The COVID-19 pandemic over recent years has impacted the construction progress of offshore wind farms around the world. With that being said, Taiwan, after completing 43 wind turbines for the first phase of the demonstration project at the end of 2021, had fully concluded construction and parallel connection for all 47 wind turbines of Formosa 2, the third offshore wind farm in Taiwan, on March 21st. The offshore wind farm will now join in on the generation of green electricity.
Formosa 2 is an offshore wind farm jointly invested by JERA (49%), Macquarie Group (26%), and SRE (25%), and consists of 47 wind turbines at 8MW each that combine to 376MW in total installed capacity, providing clean wind energy for about 380K households each year.
Maritime engineering for offshore wind power is often much more complex compared to that of onshore wind power. First, one must overcome the offshore working environment, where operators are required to operate cranes on undulating ships, which must return to the port immediately during strong wind and waves. Second, wind turbine components and underwater foundations can weigh several thousands of tons, and must be meticulously arranged for transportation from ports to the site of wind farms, as well as assembly, installations, and constructions, in order to avoid severe differentiation in installations.

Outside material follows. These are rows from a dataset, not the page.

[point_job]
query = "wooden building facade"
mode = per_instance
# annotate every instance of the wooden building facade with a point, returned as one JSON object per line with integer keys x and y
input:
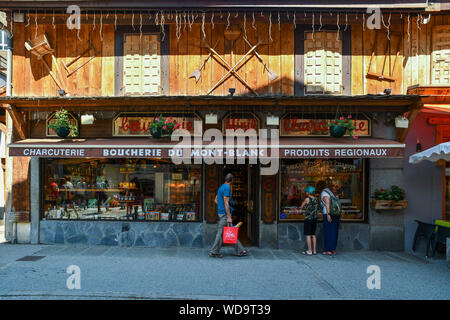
{"x": 298, "y": 61}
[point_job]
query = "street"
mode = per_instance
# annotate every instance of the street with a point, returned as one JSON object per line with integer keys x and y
{"x": 184, "y": 273}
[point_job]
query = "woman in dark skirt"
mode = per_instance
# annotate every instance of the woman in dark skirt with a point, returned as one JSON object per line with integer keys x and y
{"x": 311, "y": 206}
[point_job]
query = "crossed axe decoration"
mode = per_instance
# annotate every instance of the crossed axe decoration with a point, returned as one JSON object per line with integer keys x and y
{"x": 231, "y": 70}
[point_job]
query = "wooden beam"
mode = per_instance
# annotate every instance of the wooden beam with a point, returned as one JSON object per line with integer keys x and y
{"x": 18, "y": 120}
{"x": 438, "y": 121}
{"x": 402, "y": 133}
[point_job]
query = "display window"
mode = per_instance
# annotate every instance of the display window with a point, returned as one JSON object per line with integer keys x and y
{"x": 121, "y": 189}
{"x": 347, "y": 174}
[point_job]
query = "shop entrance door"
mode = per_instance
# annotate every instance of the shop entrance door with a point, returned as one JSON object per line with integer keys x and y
{"x": 245, "y": 195}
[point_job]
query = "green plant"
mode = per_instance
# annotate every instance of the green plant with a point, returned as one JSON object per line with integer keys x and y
{"x": 395, "y": 193}
{"x": 345, "y": 123}
{"x": 165, "y": 125}
{"x": 61, "y": 119}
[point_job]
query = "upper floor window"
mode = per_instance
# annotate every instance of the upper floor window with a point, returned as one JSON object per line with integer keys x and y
{"x": 323, "y": 62}
{"x": 141, "y": 64}
{"x": 142, "y": 61}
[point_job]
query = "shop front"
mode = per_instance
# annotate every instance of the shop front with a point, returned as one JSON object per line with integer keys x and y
{"x": 116, "y": 185}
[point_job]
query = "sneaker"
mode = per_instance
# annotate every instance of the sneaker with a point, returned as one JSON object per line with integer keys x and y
{"x": 216, "y": 255}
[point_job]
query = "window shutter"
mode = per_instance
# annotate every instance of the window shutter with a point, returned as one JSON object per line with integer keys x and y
{"x": 141, "y": 67}
{"x": 323, "y": 63}
{"x": 441, "y": 55}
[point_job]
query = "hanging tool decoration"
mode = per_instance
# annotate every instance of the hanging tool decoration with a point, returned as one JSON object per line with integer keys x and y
{"x": 389, "y": 44}
{"x": 40, "y": 47}
{"x": 90, "y": 50}
{"x": 197, "y": 73}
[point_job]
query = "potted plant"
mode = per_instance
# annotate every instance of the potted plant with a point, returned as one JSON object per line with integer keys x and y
{"x": 389, "y": 199}
{"x": 340, "y": 126}
{"x": 163, "y": 127}
{"x": 62, "y": 126}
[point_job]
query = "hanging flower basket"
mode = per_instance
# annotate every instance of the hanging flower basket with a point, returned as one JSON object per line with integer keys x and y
{"x": 389, "y": 199}
{"x": 339, "y": 127}
{"x": 62, "y": 125}
{"x": 337, "y": 131}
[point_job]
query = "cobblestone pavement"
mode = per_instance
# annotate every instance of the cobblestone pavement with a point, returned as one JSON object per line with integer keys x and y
{"x": 183, "y": 273}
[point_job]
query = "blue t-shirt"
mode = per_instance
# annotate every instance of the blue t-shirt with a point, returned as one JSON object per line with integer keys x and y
{"x": 224, "y": 191}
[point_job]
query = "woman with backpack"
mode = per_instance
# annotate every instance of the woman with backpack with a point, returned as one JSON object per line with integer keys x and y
{"x": 331, "y": 217}
{"x": 311, "y": 206}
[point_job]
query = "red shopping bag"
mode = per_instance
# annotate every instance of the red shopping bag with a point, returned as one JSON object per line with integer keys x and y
{"x": 230, "y": 235}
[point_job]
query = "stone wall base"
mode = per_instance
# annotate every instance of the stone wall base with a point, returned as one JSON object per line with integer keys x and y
{"x": 125, "y": 234}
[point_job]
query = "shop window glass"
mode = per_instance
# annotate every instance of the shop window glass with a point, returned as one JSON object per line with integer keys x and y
{"x": 296, "y": 175}
{"x": 121, "y": 189}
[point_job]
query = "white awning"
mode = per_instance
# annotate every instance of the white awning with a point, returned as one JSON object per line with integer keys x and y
{"x": 436, "y": 153}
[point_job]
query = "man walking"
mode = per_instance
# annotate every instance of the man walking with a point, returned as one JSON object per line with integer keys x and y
{"x": 224, "y": 210}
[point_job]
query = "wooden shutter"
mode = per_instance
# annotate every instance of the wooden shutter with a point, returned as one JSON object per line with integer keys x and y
{"x": 323, "y": 62}
{"x": 142, "y": 65}
{"x": 440, "y": 58}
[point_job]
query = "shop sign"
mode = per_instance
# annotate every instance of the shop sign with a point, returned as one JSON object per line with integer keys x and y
{"x": 298, "y": 126}
{"x": 243, "y": 121}
{"x": 131, "y": 125}
{"x": 209, "y": 153}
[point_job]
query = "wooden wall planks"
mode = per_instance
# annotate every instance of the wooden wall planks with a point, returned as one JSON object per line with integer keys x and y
{"x": 97, "y": 78}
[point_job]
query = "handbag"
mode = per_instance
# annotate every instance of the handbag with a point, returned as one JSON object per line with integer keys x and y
{"x": 230, "y": 235}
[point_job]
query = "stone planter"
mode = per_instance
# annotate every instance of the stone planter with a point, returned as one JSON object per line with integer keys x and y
{"x": 388, "y": 204}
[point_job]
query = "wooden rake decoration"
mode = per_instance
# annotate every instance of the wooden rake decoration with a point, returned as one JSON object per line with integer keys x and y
{"x": 40, "y": 47}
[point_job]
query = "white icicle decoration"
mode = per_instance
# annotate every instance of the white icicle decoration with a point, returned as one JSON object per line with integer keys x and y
{"x": 388, "y": 26}
{"x": 162, "y": 26}
{"x": 339, "y": 28}
{"x": 279, "y": 21}
{"x": 245, "y": 25}
{"x": 203, "y": 25}
{"x": 28, "y": 20}
{"x": 140, "y": 25}
{"x": 101, "y": 26}
{"x": 270, "y": 26}
{"x": 320, "y": 21}
{"x": 295, "y": 22}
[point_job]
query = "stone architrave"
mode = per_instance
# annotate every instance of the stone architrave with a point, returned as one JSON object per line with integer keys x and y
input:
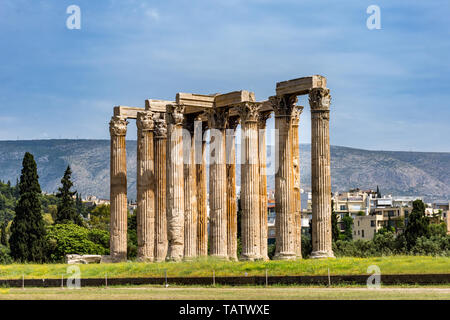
{"x": 319, "y": 100}
{"x": 217, "y": 122}
{"x": 296, "y": 181}
{"x": 262, "y": 147}
{"x": 145, "y": 187}
{"x": 285, "y": 221}
{"x": 190, "y": 189}
{"x": 231, "y": 188}
{"x": 118, "y": 191}
{"x": 250, "y": 182}
{"x": 175, "y": 182}
{"x": 160, "y": 139}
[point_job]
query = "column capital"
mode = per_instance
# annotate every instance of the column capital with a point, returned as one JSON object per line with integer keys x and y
{"x": 118, "y": 126}
{"x": 296, "y": 112}
{"x": 283, "y": 105}
{"x": 175, "y": 113}
{"x": 319, "y": 99}
{"x": 160, "y": 128}
{"x": 263, "y": 116}
{"x": 249, "y": 111}
{"x": 145, "y": 121}
{"x": 218, "y": 118}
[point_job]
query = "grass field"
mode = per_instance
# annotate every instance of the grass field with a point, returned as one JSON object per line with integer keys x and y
{"x": 245, "y": 293}
{"x": 205, "y": 267}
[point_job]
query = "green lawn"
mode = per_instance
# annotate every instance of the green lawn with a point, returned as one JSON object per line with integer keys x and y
{"x": 205, "y": 267}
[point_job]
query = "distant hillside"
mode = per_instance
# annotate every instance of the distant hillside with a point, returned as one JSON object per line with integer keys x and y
{"x": 423, "y": 174}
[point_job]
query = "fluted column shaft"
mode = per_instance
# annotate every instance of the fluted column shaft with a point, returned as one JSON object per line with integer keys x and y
{"x": 145, "y": 187}
{"x": 284, "y": 223}
{"x": 250, "y": 192}
{"x": 231, "y": 189}
{"x": 190, "y": 191}
{"x": 160, "y": 139}
{"x": 175, "y": 183}
{"x": 263, "y": 183}
{"x": 319, "y": 100}
{"x": 296, "y": 182}
{"x": 118, "y": 189}
{"x": 217, "y": 120}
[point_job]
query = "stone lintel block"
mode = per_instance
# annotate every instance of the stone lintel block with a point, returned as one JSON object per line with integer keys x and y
{"x": 127, "y": 112}
{"x": 228, "y": 99}
{"x": 157, "y": 105}
{"x": 301, "y": 85}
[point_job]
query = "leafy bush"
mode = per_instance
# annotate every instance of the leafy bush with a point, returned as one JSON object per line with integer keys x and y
{"x": 65, "y": 239}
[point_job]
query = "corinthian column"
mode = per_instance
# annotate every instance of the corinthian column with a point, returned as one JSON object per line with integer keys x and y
{"x": 202, "y": 204}
{"x": 217, "y": 121}
{"x": 263, "y": 182}
{"x": 231, "y": 189}
{"x": 190, "y": 190}
{"x": 118, "y": 189}
{"x": 250, "y": 202}
{"x": 285, "y": 222}
{"x": 319, "y": 100}
{"x": 160, "y": 186}
{"x": 296, "y": 181}
{"x": 175, "y": 183}
{"x": 145, "y": 187}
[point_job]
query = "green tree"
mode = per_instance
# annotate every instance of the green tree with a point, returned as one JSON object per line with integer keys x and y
{"x": 67, "y": 212}
{"x": 418, "y": 225}
{"x": 27, "y": 241}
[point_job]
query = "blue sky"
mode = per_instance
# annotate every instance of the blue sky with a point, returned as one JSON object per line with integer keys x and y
{"x": 390, "y": 87}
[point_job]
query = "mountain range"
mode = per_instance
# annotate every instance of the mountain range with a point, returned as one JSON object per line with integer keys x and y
{"x": 424, "y": 174}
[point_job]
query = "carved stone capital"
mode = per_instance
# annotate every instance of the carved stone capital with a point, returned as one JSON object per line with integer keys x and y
{"x": 319, "y": 99}
{"x": 175, "y": 113}
{"x": 218, "y": 118}
{"x": 283, "y": 105}
{"x": 296, "y": 112}
{"x": 249, "y": 111}
{"x": 263, "y": 116}
{"x": 118, "y": 126}
{"x": 160, "y": 128}
{"x": 145, "y": 121}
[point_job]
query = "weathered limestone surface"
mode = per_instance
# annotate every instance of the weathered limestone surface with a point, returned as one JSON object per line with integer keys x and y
{"x": 145, "y": 187}
{"x": 231, "y": 189}
{"x": 175, "y": 183}
{"x": 160, "y": 136}
{"x": 202, "y": 217}
{"x": 190, "y": 190}
{"x": 319, "y": 100}
{"x": 263, "y": 183}
{"x": 296, "y": 181}
{"x": 217, "y": 121}
{"x": 285, "y": 221}
{"x": 250, "y": 181}
{"x": 118, "y": 191}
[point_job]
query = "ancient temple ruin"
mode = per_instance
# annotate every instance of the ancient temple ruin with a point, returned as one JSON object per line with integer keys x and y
{"x": 172, "y": 222}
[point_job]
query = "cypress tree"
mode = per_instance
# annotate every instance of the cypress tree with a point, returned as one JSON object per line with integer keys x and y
{"x": 27, "y": 241}
{"x": 66, "y": 210}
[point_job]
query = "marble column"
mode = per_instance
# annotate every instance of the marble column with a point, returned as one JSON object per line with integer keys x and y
{"x": 296, "y": 181}
{"x": 145, "y": 186}
{"x": 190, "y": 189}
{"x": 319, "y": 100}
{"x": 250, "y": 202}
{"x": 118, "y": 189}
{"x": 262, "y": 148}
{"x": 285, "y": 221}
{"x": 160, "y": 139}
{"x": 231, "y": 188}
{"x": 175, "y": 182}
{"x": 202, "y": 201}
{"x": 217, "y": 121}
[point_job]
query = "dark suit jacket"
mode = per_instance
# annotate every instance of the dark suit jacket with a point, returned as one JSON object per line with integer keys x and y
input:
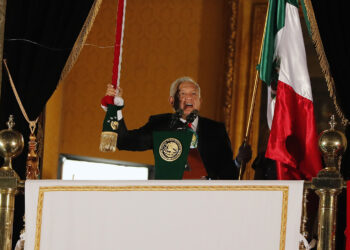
{"x": 213, "y": 143}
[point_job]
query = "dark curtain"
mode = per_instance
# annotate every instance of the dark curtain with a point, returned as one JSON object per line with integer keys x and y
{"x": 36, "y": 69}
{"x": 333, "y": 22}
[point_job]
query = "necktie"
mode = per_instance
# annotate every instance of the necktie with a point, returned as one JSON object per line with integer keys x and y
{"x": 196, "y": 169}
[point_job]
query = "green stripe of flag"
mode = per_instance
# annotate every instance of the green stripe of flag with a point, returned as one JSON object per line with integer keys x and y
{"x": 275, "y": 22}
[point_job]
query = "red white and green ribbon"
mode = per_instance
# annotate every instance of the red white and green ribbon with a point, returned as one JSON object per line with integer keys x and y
{"x": 293, "y": 137}
{"x": 118, "y": 49}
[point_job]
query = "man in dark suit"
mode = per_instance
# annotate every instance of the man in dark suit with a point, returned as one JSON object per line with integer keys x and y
{"x": 213, "y": 142}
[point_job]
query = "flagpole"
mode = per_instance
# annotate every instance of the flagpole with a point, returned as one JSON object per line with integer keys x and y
{"x": 252, "y": 103}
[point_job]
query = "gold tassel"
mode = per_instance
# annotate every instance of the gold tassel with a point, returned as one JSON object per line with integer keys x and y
{"x": 32, "y": 163}
{"x": 108, "y": 141}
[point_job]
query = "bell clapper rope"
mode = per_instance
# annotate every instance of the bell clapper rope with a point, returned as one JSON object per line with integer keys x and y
{"x": 32, "y": 163}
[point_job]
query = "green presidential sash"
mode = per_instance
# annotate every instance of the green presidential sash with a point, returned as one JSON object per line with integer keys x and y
{"x": 170, "y": 149}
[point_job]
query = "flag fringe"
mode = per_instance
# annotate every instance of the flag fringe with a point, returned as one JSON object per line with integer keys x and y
{"x": 108, "y": 141}
{"x": 316, "y": 38}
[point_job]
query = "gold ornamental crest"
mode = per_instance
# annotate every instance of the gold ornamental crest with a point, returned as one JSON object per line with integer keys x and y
{"x": 170, "y": 149}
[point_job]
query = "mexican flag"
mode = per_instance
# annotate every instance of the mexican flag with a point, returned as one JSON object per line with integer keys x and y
{"x": 293, "y": 137}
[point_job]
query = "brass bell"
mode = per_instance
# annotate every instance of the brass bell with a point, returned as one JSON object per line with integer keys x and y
{"x": 332, "y": 144}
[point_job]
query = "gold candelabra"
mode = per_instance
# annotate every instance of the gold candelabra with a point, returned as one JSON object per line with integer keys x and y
{"x": 11, "y": 145}
{"x": 328, "y": 184}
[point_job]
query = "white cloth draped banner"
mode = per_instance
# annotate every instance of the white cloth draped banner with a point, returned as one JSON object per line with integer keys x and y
{"x": 156, "y": 215}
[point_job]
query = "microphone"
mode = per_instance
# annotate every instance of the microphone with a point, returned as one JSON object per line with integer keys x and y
{"x": 192, "y": 116}
{"x": 175, "y": 117}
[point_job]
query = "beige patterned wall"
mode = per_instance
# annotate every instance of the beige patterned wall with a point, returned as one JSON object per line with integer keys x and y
{"x": 164, "y": 39}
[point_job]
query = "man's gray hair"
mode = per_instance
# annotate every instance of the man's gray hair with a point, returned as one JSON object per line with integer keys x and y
{"x": 175, "y": 85}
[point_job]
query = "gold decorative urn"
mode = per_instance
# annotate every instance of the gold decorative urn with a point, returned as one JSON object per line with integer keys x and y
{"x": 328, "y": 184}
{"x": 11, "y": 145}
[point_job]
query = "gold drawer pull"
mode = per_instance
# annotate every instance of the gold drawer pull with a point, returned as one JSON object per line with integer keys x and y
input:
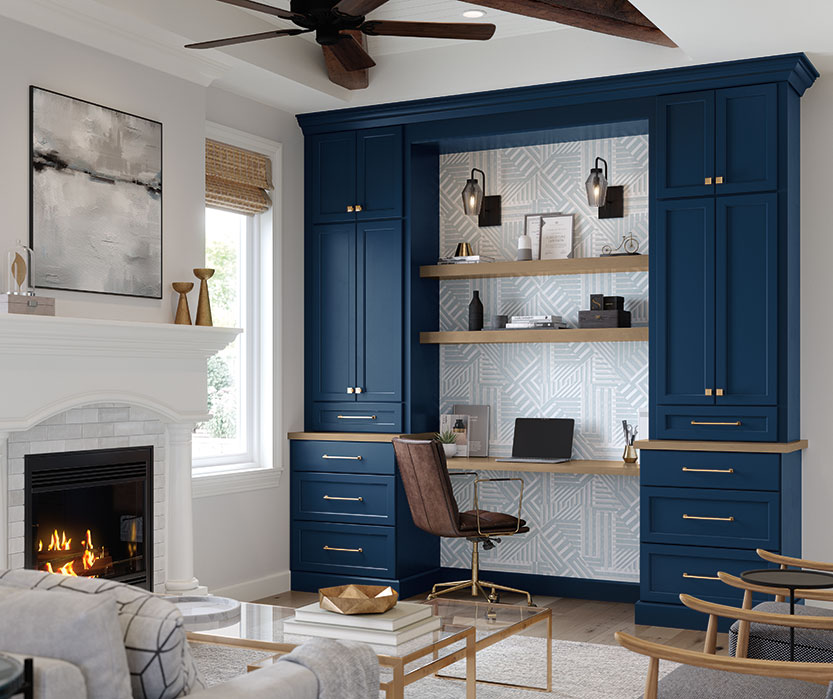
{"x": 708, "y": 470}
{"x": 700, "y": 577}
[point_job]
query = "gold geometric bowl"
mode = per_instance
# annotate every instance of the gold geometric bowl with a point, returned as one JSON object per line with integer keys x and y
{"x": 357, "y": 599}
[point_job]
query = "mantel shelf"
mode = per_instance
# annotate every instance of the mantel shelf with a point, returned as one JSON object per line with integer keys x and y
{"x": 482, "y": 337}
{"x": 537, "y": 268}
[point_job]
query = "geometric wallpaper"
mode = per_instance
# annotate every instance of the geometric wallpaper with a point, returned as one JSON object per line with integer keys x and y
{"x": 584, "y": 526}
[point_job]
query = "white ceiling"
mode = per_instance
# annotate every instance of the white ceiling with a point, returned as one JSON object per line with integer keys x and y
{"x": 289, "y": 73}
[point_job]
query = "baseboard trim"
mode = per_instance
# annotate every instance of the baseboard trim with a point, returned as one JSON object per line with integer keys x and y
{"x": 553, "y": 585}
{"x": 259, "y": 588}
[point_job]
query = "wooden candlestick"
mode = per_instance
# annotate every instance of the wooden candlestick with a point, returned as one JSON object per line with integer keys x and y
{"x": 183, "y": 313}
{"x": 204, "y": 305}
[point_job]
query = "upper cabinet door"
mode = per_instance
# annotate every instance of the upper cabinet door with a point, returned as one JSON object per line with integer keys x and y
{"x": 332, "y": 317}
{"x": 683, "y": 260}
{"x": 379, "y": 173}
{"x": 747, "y": 139}
{"x": 333, "y": 176}
{"x": 747, "y": 300}
{"x": 379, "y": 311}
{"x": 685, "y": 148}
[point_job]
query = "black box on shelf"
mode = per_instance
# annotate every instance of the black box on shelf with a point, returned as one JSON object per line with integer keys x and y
{"x": 604, "y": 319}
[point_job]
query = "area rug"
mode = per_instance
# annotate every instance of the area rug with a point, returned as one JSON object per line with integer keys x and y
{"x": 579, "y": 670}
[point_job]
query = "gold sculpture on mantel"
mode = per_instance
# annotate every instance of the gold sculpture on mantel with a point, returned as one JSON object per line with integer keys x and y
{"x": 204, "y": 304}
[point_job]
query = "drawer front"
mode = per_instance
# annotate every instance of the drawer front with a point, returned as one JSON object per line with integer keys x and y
{"x": 356, "y": 417}
{"x": 725, "y": 470}
{"x": 730, "y": 518}
{"x": 716, "y": 423}
{"x": 335, "y": 497}
{"x": 668, "y": 571}
{"x": 342, "y": 457}
{"x": 348, "y": 549}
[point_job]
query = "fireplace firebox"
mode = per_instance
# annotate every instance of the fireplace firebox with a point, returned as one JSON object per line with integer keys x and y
{"x": 90, "y": 514}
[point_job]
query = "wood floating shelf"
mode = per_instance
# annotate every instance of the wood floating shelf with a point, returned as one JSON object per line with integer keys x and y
{"x": 485, "y": 337}
{"x": 606, "y": 468}
{"x": 537, "y": 268}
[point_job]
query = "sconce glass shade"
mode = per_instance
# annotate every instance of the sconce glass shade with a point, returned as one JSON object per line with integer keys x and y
{"x": 472, "y": 197}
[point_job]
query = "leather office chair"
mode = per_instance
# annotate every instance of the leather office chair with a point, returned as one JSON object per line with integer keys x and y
{"x": 425, "y": 476}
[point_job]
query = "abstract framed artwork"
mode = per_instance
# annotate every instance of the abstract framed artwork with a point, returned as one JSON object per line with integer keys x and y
{"x": 95, "y": 197}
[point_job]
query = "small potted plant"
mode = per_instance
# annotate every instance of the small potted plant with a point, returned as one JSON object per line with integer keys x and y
{"x": 449, "y": 441}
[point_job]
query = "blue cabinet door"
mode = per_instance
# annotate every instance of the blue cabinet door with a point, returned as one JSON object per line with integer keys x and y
{"x": 332, "y": 159}
{"x": 333, "y": 313}
{"x": 379, "y": 173}
{"x": 683, "y": 262}
{"x": 746, "y": 147}
{"x": 747, "y": 300}
{"x": 379, "y": 311}
{"x": 685, "y": 149}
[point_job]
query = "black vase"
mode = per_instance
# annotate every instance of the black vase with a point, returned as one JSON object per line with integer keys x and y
{"x": 476, "y": 312}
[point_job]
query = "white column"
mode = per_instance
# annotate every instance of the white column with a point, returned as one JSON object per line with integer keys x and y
{"x": 180, "y": 516}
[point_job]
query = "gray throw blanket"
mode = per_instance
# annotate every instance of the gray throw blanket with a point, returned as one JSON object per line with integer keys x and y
{"x": 344, "y": 670}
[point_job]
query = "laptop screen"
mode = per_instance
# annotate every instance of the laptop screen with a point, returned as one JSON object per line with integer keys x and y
{"x": 543, "y": 438}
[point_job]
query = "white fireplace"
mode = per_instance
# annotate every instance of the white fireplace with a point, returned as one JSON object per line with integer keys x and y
{"x": 70, "y": 384}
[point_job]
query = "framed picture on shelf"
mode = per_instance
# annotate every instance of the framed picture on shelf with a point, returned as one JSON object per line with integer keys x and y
{"x": 556, "y": 236}
{"x": 532, "y": 228}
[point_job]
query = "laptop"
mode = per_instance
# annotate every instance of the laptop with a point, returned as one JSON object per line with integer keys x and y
{"x": 542, "y": 440}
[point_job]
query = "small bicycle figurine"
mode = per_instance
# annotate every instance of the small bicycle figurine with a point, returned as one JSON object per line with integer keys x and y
{"x": 629, "y": 244}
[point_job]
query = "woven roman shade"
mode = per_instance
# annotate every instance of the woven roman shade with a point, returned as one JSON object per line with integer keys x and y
{"x": 237, "y": 179}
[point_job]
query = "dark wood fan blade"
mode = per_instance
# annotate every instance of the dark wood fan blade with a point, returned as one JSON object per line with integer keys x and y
{"x": 261, "y": 7}
{"x": 358, "y": 8}
{"x": 351, "y": 55}
{"x": 614, "y": 17}
{"x": 430, "y": 30}
{"x": 246, "y": 38}
{"x": 351, "y": 79}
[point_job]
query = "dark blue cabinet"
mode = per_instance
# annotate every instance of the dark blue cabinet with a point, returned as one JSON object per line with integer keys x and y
{"x": 718, "y": 142}
{"x": 356, "y": 175}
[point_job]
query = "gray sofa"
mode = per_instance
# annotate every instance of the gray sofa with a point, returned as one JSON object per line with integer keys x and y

As pointed out by the Ministry of Economic Affairs (MOEA), not only can the public see the first offshore wind farm in Taiwan, which consists of single-pile wind turbines for Formosa 1, when standing at the Longfeng Fishing Port or cycling through the Zhunan Green Light Sea Breeze-Bicycle Path, but also overlook the jacket wind turbines of Formosa 2, where the installed capacity of a single wind turbine has risen from 4MW (2 units) and 6MW (20 units) during the demonstration phase to 8MW (47 units) for the stage of potential site.
As for JERA’s announcement on selling 44% of its shares from Formosa 3, MOEA explained on 24th that individual companies should be respected for their respective financial plans, and that Taiwan continues to welcome foreign investment in offshore wind power from major suppliers around the world.